If you vote by mail, but die before Election Day, does your vote count? It depends on where you lived.

Oregon counts ballots no matter what happens to the voter. So does Florida. But in South Dakota, if you die before the election, so does your vote.

There are no military standards governing voting by soldiers. Rather, their mailed-in ballots are counted at the individual election districts where they are registered to vote. But like civilian votes, no one keeps track of whether the ballots of soldiers are thrown out because they died after casting them.

"No one can tell you that," said Susan Dzieduszycka-Suinat, head of the Overseas Voting Foundation in Munich. "Every single election jurisdiction can do it the way it wants. And there are more than 7,000 of them."

Thirty-one states allow some form of early voting.

Ballots cast by the dead are usually the focus of fraud allegations, as happened in Washington's extremely tight 2004 gubernatorial race, decided by a margin of 129 votes out of 3 million cast. More than a dozen ballots were linked to dead people.

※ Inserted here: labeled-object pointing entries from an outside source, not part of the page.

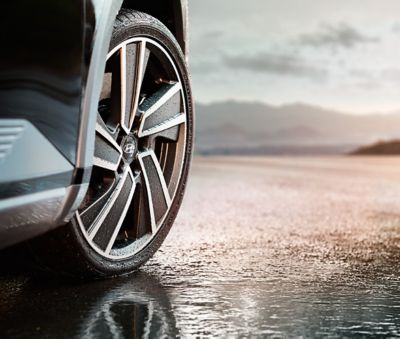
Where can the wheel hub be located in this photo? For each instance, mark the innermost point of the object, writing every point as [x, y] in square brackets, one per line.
[129, 148]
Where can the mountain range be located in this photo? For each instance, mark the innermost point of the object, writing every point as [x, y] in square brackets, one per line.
[233, 127]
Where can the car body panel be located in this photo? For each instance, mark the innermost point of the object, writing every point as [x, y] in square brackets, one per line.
[51, 67]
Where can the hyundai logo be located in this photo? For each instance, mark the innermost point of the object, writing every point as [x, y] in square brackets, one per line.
[129, 149]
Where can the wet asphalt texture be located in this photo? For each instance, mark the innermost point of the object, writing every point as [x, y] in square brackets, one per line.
[263, 247]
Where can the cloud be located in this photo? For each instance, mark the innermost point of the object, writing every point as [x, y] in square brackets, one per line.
[341, 35]
[279, 64]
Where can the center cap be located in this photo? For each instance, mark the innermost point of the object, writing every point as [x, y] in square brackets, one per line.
[129, 148]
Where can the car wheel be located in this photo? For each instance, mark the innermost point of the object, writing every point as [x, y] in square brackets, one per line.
[143, 147]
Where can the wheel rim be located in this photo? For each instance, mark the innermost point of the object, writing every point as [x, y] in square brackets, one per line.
[139, 149]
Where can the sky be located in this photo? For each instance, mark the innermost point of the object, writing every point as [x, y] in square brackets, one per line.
[339, 54]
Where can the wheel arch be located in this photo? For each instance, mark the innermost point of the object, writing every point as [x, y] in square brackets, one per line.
[172, 13]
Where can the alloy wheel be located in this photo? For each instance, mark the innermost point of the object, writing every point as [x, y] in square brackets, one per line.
[139, 149]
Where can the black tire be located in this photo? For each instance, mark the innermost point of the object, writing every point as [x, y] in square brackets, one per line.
[67, 249]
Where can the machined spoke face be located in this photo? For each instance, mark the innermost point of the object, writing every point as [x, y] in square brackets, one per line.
[162, 110]
[134, 59]
[107, 152]
[158, 196]
[139, 149]
[113, 213]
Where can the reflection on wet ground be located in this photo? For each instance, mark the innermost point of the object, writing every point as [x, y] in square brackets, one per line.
[263, 247]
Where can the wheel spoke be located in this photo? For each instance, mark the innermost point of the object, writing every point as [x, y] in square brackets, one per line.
[134, 58]
[105, 229]
[162, 110]
[158, 197]
[107, 153]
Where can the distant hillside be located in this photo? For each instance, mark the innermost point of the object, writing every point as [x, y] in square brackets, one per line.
[232, 127]
[380, 148]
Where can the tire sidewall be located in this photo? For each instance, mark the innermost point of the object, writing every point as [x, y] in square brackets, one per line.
[153, 29]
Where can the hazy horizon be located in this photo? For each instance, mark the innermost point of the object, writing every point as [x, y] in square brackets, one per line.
[330, 54]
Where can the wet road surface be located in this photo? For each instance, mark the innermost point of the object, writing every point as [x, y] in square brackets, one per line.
[277, 247]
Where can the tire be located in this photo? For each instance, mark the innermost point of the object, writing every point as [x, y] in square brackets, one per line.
[154, 140]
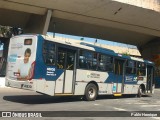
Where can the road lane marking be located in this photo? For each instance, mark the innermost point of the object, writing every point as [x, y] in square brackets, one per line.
[120, 109]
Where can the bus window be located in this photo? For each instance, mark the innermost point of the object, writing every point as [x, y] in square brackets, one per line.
[105, 63]
[95, 55]
[70, 61]
[141, 69]
[61, 60]
[131, 67]
[49, 53]
[118, 66]
[28, 42]
[85, 59]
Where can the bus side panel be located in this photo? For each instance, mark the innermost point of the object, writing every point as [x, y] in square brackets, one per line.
[43, 83]
[21, 56]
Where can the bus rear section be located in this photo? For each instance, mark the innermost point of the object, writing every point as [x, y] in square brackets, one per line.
[21, 62]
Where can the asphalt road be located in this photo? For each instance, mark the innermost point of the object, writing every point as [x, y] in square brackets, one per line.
[12, 99]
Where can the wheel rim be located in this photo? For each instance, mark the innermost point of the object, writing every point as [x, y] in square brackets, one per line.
[91, 93]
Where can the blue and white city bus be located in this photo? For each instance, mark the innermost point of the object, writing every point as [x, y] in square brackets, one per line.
[59, 68]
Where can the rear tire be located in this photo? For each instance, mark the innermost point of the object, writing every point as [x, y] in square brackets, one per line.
[91, 92]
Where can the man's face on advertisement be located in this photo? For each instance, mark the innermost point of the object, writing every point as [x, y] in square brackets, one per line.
[26, 57]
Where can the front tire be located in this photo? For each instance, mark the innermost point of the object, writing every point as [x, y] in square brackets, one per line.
[91, 92]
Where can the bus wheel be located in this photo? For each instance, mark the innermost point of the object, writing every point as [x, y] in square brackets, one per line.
[91, 92]
[140, 92]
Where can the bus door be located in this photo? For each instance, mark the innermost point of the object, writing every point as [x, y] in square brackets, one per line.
[118, 85]
[66, 66]
[150, 79]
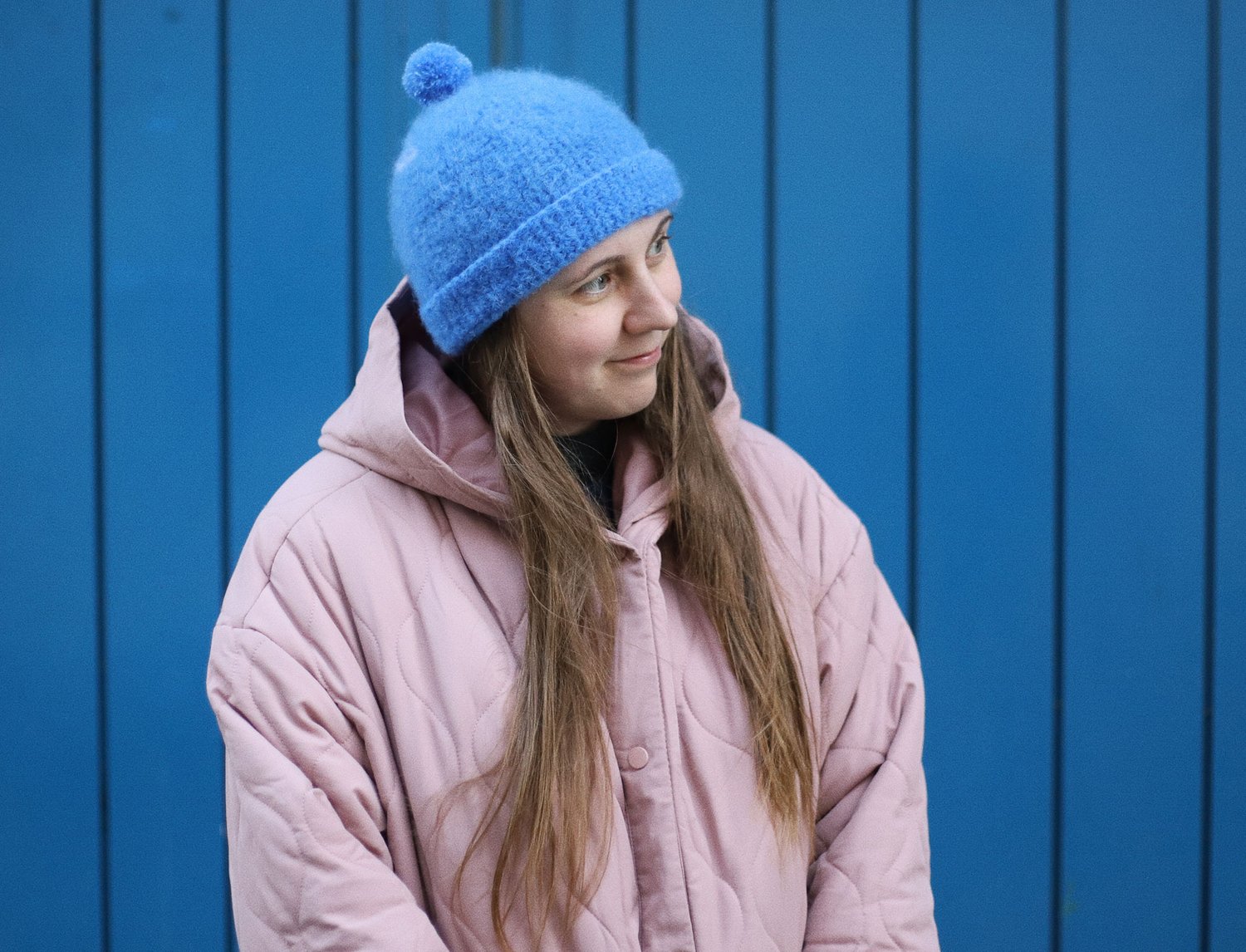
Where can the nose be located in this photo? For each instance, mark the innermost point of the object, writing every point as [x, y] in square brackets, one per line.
[653, 303]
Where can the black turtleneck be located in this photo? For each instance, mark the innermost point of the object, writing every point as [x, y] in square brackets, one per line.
[591, 455]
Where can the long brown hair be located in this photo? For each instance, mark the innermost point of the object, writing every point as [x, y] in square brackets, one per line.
[555, 770]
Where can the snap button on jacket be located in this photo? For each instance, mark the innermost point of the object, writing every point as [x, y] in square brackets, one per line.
[361, 667]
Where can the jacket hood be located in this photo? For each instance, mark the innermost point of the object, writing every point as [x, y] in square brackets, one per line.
[406, 419]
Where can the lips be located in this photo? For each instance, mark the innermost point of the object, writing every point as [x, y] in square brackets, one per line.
[645, 359]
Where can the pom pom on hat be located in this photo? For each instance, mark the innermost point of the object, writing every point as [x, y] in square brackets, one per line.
[435, 71]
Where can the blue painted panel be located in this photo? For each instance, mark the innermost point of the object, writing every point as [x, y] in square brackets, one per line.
[162, 476]
[841, 258]
[388, 32]
[986, 464]
[572, 37]
[703, 105]
[289, 328]
[466, 27]
[49, 788]
[1229, 792]
[1136, 243]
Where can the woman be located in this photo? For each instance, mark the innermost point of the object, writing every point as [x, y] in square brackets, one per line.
[548, 648]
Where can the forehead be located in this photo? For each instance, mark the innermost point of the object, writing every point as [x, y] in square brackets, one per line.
[625, 239]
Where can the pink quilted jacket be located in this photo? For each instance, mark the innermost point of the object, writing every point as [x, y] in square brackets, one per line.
[361, 663]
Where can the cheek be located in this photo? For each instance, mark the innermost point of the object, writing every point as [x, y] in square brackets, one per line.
[670, 283]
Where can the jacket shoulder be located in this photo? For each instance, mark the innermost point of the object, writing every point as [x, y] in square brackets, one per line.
[321, 508]
[805, 515]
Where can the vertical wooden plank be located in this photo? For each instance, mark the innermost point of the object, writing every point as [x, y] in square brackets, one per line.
[1229, 789]
[703, 104]
[841, 258]
[161, 406]
[466, 27]
[288, 241]
[572, 37]
[986, 468]
[49, 780]
[1136, 241]
[389, 32]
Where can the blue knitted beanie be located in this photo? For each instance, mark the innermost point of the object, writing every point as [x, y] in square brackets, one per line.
[503, 179]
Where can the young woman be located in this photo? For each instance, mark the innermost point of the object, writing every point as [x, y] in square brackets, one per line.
[548, 648]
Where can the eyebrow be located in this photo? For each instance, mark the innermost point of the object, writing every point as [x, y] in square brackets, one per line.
[616, 258]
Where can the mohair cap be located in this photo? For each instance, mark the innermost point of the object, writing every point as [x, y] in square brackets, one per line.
[503, 179]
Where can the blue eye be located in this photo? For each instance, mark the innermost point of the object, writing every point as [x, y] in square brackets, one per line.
[597, 284]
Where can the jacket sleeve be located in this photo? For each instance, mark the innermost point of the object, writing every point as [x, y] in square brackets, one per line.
[870, 879]
[309, 866]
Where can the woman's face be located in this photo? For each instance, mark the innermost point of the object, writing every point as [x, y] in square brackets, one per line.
[595, 331]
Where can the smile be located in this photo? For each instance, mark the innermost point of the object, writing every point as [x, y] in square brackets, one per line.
[647, 359]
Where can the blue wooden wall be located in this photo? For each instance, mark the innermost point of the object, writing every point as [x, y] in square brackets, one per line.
[984, 263]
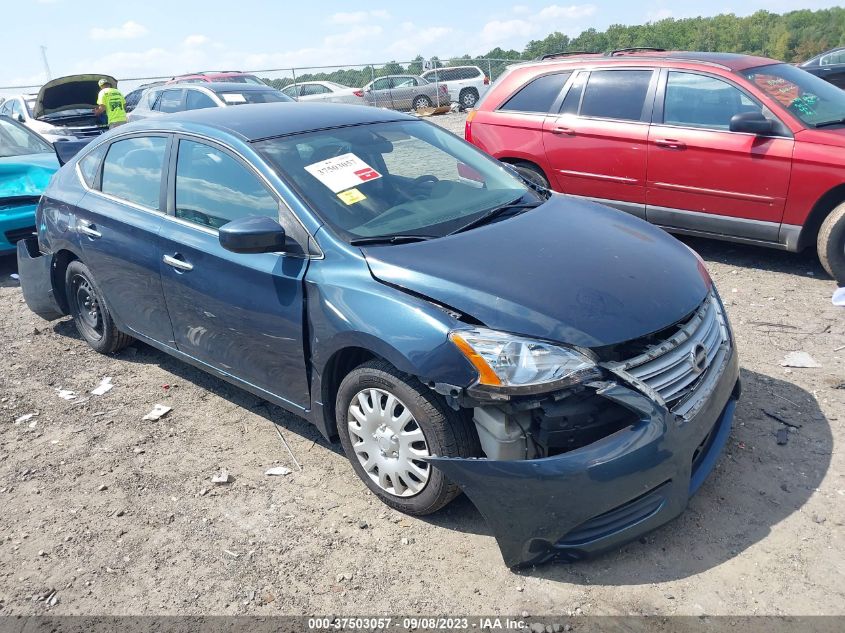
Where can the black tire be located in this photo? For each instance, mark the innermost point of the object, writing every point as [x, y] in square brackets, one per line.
[421, 101]
[468, 98]
[89, 311]
[831, 244]
[447, 433]
[533, 173]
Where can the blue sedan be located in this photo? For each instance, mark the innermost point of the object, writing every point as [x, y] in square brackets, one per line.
[27, 162]
[569, 367]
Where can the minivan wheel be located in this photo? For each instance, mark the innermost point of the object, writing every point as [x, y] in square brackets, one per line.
[90, 314]
[831, 244]
[421, 102]
[468, 98]
[388, 424]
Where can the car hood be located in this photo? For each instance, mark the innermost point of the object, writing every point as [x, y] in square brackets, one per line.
[26, 175]
[68, 93]
[568, 271]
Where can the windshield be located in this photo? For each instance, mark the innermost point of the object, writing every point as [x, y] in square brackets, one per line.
[16, 140]
[253, 96]
[811, 99]
[400, 178]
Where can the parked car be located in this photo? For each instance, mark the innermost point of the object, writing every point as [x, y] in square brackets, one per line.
[227, 76]
[62, 110]
[134, 97]
[324, 91]
[738, 147]
[830, 66]
[27, 162]
[171, 98]
[405, 92]
[570, 367]
[465, 84]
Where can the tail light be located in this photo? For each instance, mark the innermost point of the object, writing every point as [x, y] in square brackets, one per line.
[468, 125]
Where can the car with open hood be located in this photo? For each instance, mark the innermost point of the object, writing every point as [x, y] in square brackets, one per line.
[568, 366]
[62, 110]
[27, 162]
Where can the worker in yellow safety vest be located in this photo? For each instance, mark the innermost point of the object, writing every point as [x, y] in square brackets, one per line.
[112, 103]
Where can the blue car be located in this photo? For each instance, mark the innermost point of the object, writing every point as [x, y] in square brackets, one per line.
[27, 162]
[567, 366]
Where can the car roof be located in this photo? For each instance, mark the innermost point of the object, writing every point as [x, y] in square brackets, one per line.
[267, 120]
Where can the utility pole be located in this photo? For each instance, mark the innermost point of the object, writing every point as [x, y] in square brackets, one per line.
[46, 65]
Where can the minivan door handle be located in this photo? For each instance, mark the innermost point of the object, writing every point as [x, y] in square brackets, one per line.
[177, 262]
[86, 228]
[670, 143]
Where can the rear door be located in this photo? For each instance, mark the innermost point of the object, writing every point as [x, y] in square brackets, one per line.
[241, 314]
[118, 222]
[702, 176]
[597, 143]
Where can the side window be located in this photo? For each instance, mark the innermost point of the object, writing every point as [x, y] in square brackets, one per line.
[132, 170]
[212, 188]
[197, 100]
[89, 166]
[537, 96]
[170, 101]
[704, 102]
[616, 94]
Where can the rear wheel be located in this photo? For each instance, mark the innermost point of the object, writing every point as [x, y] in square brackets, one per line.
[831, 244]
[90, 314]
[389, 423]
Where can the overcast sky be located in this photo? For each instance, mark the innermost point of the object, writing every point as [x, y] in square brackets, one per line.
[139, 38]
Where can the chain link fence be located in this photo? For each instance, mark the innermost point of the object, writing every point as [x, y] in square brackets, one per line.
[356, 76]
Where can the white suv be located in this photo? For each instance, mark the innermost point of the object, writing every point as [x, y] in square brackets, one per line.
[466, 84]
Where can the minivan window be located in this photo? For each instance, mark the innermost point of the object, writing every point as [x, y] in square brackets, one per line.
[212, 188]
[132, 170]
[616, 94]
[384, 179]
[537, 96]
[694, 100]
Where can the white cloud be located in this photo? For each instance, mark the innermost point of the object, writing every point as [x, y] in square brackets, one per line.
[358, 17]
[127, 31]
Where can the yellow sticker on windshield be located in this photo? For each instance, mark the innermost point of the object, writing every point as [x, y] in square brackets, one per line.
[351, 196]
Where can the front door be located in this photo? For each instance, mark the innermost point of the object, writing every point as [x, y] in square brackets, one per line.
[596, 145]
[702, 176]
[239, 313]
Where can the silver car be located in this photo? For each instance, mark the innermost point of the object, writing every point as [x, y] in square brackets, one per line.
[327, 91]
[405, 92]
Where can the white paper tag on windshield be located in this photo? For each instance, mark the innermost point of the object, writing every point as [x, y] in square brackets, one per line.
[342, 172]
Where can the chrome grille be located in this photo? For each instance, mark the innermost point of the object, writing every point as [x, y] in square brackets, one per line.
[674, 368]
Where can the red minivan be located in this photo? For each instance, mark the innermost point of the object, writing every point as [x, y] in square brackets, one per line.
[718, 145]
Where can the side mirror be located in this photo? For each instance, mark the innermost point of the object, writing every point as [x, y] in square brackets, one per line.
[751, 123]
[252, 234]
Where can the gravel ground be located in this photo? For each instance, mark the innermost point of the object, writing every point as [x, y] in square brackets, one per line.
[119, 515]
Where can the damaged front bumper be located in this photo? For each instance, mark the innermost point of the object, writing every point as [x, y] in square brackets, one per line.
[602, 495]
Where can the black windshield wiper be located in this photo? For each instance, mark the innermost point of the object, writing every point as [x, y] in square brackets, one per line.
[828, 123]
[492, 214]
[389, 239]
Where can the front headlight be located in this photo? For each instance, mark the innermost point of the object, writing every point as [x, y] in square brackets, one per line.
[513, 364]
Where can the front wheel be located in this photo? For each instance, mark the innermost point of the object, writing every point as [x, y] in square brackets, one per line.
[389, 423]
[89, 311]
[831, 244]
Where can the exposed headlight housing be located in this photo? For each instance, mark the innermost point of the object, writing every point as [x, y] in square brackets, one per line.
[513, 364]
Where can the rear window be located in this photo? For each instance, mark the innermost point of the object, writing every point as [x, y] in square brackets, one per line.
[616, 94]
[538, 95]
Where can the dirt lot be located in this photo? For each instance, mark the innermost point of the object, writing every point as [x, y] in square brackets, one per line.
[119, 516]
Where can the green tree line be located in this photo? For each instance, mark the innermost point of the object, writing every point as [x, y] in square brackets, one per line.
[791, 37]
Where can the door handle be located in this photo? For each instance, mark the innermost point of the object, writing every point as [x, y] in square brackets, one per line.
[670, 143]
[86, 228]
[176, 262]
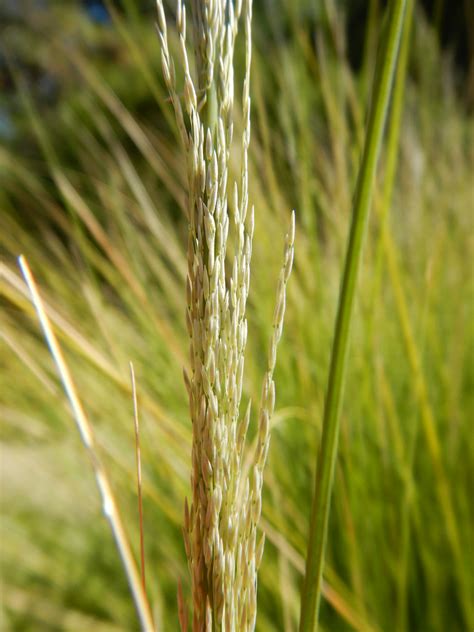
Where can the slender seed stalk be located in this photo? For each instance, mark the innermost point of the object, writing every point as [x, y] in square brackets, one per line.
[220, 524]
[311, 593]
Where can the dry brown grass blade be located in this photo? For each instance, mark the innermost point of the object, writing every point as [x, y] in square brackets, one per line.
[109, 505]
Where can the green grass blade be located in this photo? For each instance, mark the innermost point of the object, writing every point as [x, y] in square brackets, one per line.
[326, 462]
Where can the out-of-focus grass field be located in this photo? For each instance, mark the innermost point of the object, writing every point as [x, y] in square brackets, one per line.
[92, 192]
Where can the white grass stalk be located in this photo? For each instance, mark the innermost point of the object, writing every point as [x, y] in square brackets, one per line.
[109, 506]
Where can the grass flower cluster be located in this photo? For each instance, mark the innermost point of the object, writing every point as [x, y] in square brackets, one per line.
[220, 526]
[102, 188]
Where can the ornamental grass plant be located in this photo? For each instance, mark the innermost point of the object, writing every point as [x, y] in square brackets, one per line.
[102, 191]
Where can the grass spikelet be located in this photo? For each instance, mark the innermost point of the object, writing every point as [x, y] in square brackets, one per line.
[220, 534]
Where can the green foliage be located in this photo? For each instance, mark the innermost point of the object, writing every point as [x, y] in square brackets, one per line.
[92, 193]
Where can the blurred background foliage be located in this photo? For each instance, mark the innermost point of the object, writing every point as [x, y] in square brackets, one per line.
[92, 191]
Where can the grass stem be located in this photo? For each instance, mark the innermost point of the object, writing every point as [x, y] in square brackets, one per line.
[109, 505]
[383, 81]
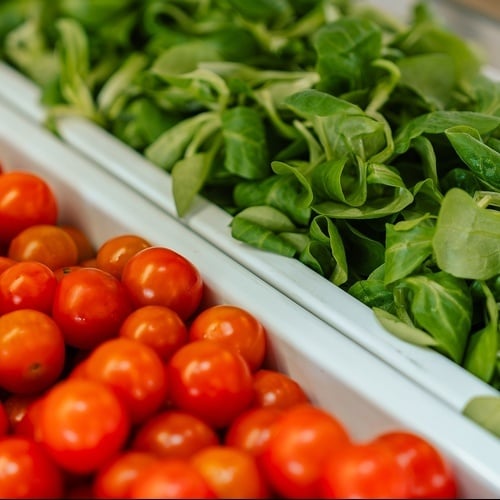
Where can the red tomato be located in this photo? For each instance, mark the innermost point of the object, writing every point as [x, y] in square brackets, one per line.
[274, 389]
[174, 434]
[251, 429]
[84, 246]
[82, 424]
[430, 476]
[32, 351]
[27, 425]
[159, 327]
[160, 276]
[115, 479]
[25, 200]
[27, 285]
[44, 243]
[4, 420]
[230, 472]
[170, 478]
[235, 328]
[299, 446]
[366, 470]
[114, 253]
[134, 371]
[26, 471]
[210, 381]
[89, 307]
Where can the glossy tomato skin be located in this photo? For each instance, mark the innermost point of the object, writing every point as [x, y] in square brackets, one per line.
[32, 351]
[174, 434]
[230, 472]
[85, 249]
[26, 470]
[210, 381]
[82, 425]
[273, 389]
[27, 285]
[299, 446]
[115, 252]
[364, 470]
[4, 420]
[25, 200]
[157, 326]
[170, 478]
[234, 327]
[161, 276]
[89, 306]
[5, 262]
[44, 243]
[115, 478]
[134, 371]
[251, 429]
[430, 476]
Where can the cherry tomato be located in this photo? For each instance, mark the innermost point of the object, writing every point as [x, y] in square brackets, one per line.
[24, 422]
[210, 381]
[160, 276]
[25, 200]
[251, 429]
[365, 470]
[89, 306]
[230, 472]
[170, 478]
[235, 328]
[32, 351]
[27, 285]
[299, 446]
[159, 327]
[430, 476]
[4, 420]
[44, 243]
[83, 424]
[115, 479]
[134, 371]
[26, 470]
[85, 249]
[174, 434]
[62, 271]
[274, 389]
[114, 253]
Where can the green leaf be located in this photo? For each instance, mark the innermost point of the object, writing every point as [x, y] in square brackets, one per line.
[188, 177]
[482, 351]
[441, 305]
[402, 330]
[483, 160]
[438, 122]
[245, 143]
[408, 245]
[467, 238]
[170, 146]
[249, 227]
[485, 411]
[345, 49]
[323, 229]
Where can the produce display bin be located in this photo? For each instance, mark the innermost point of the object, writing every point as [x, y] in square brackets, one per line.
[368, 395]
[337, 308]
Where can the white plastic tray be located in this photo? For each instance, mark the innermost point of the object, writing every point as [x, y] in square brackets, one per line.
[365, 393]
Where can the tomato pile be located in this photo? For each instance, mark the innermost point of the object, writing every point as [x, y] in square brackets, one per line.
[118, 381]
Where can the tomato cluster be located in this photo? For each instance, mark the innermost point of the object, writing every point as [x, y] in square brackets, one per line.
[118, 381]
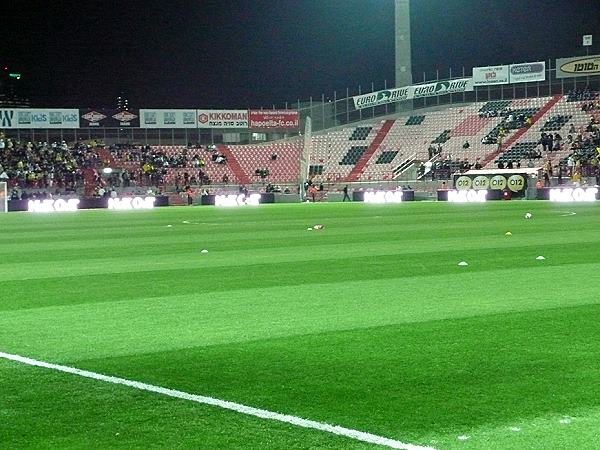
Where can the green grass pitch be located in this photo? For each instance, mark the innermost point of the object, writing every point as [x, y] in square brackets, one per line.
[369, 324]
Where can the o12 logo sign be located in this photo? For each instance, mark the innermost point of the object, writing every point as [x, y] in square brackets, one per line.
[573, 195]
[49, 206]
[237, 200]
[470, 196]
[383, 197]
[130, 203]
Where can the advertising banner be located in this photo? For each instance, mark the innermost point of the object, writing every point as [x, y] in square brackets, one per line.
[487, 76]
[412, 92]
[168, 118]
[285, 119]
[526, 72]
[25, 118]
[442, 88]
[516, 182]
[3, 197]
[578, 66]
[222, 118]
[113, 118]
[381, 97]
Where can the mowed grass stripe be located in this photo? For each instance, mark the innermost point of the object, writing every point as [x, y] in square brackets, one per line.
[402, 381]
[44, 409]
[313, 318]
[126, 326]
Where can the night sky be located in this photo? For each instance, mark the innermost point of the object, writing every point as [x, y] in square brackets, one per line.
[253, 53]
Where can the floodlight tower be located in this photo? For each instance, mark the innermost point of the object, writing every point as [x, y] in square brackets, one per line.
[403, 55]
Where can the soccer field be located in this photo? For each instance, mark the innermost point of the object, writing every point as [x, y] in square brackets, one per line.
[369, 324]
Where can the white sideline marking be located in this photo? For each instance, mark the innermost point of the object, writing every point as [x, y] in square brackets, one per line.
[237, 407]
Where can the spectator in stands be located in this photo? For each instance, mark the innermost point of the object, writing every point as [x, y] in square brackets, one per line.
[570, 165]
[557, 142]
[346, 196]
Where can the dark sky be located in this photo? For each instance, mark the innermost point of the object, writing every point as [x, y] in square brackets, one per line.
[252, 53]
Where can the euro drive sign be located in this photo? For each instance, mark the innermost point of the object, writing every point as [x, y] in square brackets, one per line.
[285, 119]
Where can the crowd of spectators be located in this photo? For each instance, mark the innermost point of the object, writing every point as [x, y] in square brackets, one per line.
[42, 165]
[511, 121]
[154, 163]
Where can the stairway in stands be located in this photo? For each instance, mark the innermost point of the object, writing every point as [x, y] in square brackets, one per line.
[234, 165]
[359, 167]
[521, 131]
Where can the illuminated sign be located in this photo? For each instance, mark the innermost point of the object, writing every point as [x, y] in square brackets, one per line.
[59, 205]
[129, 203]
[383, 197]
[573, 195]
[237, 200]
[470, 196]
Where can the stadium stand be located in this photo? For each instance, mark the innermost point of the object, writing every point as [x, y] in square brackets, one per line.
[556, 131]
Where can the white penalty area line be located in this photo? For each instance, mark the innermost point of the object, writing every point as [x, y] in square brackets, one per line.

But some advocates say legitimate, mail-in votes from people who die before Election Day should be counted, particularly in rural elections, where races can hang on a handful of votes.

"In Montana, there have been several legislative seats decided by one, two, three votes," said Tim Storey of the National Conference of State Legislatures, an organization that recently looked at 12 mostly Western states and found that half have no rules governing ballots of the deceased.

Those remaining states — Colorado, Idaho, Minnesota and Utah — demand that such ballots be rejected, leaving Montana and Oregon as the only states that count them.

In California's San Diego County, for example, 45 percent of the presidential vote arrived by mail. Similar numbers surfaced across the country. Election experts have predicted that as many as 25 percent of voters will vote by mail in November.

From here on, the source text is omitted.